Strategy Lab #3 — The Signals That Don't Work: A Falsification Framework for Intraday OHLCV Strategies
ENTER Invest · Algorithmic Token · May 2026. Co-developed and co-written by Nuno Edgar Nunes Fernandes, Founder.
Most strategy research shows you what works. This paper shows you what doesn’t — rigorously, across fourteen signal families, on nearly four years of real futures data. The result is more useful than most positive findings, and the framework it implies is what we build here.

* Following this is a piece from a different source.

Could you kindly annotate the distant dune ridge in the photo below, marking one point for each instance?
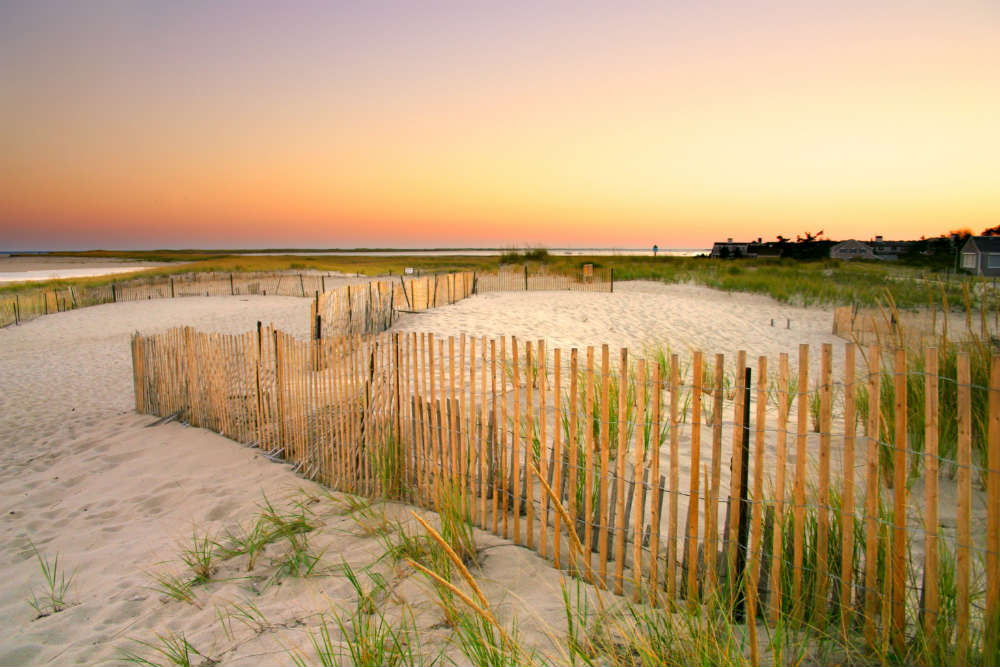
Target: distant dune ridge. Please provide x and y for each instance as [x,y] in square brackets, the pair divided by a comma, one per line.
[83,478]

A Note on These Strategy Labs
This is the third Strategy Lab post from Algorithmic Token. With these Strategy Labs we aim to produce a first implementation of experimental algorithmic frameworks for trading strategies, that would, conditioned on feedback and positive backtest results, be further developed into proper functional production code. The experimental algorithms generated here are based on the papers we have read and analysed, and where we have found a way for a potential trading strategy implementation. The interested reader may find here their own ideas, and we encourage feedback in the comments section or through direct email, about possible additions or improvements to the experimental algorithms.
This edition is different from the previous two in one important way: the primary paper is a negative result. No strategy selected works. That is the finding. We believe publishing this kind of rigorous falsification is at least as valuable as publishing positive backtest results — and arguably more so, because it tells you where not to look.
The Concept
Every retail trader has encountered the same set of ideas at some point: opening range breakouts, gap fills, VWAP (Volume-Weighted Average Price) rejections, volume spikes, cross-session momentum. These are the bread-and-butter signals of intraday systematic trading, discussed endlessly in forums, sold in courses, and backtested millions of times across the internet.

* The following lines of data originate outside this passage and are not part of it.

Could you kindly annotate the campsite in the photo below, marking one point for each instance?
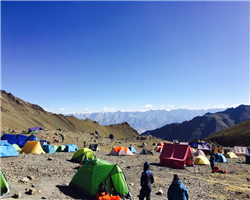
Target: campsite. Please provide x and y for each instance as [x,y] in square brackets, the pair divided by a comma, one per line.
[48,175]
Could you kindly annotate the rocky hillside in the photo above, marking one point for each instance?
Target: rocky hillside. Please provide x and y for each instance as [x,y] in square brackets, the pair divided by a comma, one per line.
[148,120]
[203,126]
[237,135]
[18,114]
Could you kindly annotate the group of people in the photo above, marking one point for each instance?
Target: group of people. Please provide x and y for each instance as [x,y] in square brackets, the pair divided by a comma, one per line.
[177,190]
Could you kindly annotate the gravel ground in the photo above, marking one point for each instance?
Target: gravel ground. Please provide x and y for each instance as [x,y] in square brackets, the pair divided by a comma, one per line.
[51,174]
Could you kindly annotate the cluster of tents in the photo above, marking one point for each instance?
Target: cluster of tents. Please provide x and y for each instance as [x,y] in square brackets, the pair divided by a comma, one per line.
[181,155]
[13,145]
[95,171]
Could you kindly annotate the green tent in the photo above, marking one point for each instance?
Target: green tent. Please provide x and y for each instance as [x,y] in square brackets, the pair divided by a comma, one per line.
[83,154]
[91,174]
[16,147]
[55,147]
[60,148]
[4,186]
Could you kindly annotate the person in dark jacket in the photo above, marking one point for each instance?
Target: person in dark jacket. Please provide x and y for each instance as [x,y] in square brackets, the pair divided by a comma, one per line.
[147,178]
[177,190]
[212,161]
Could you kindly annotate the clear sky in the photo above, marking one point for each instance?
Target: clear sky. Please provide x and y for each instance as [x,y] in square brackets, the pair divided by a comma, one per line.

Most of those backtests are wrong. The reason is not because the person running them is dishonest, but because they are missing the criteria that separate a real edge from a statistical artefact. They are missing walk-forward validation. They are missing realistic transaction costs. They are missing a minimum number of trades for statistical significance. They are missing multi-year stability testing.
When you apply all of those criteria simultaneously to fourteen of the most widely-used intraday signal families — on 947 trading days of five-minute Micro E-mini Nasdaq 100 futures data — none of them pass.
That is the finding of Mesfin (2026). It is not a pessimistic result. It is a clarifying one. Once you know precisely why these signals fail and under which specific criteria each one breaks down, you have a framework for designing signals that might survive. That framework — the falsification harness — is what we implement here.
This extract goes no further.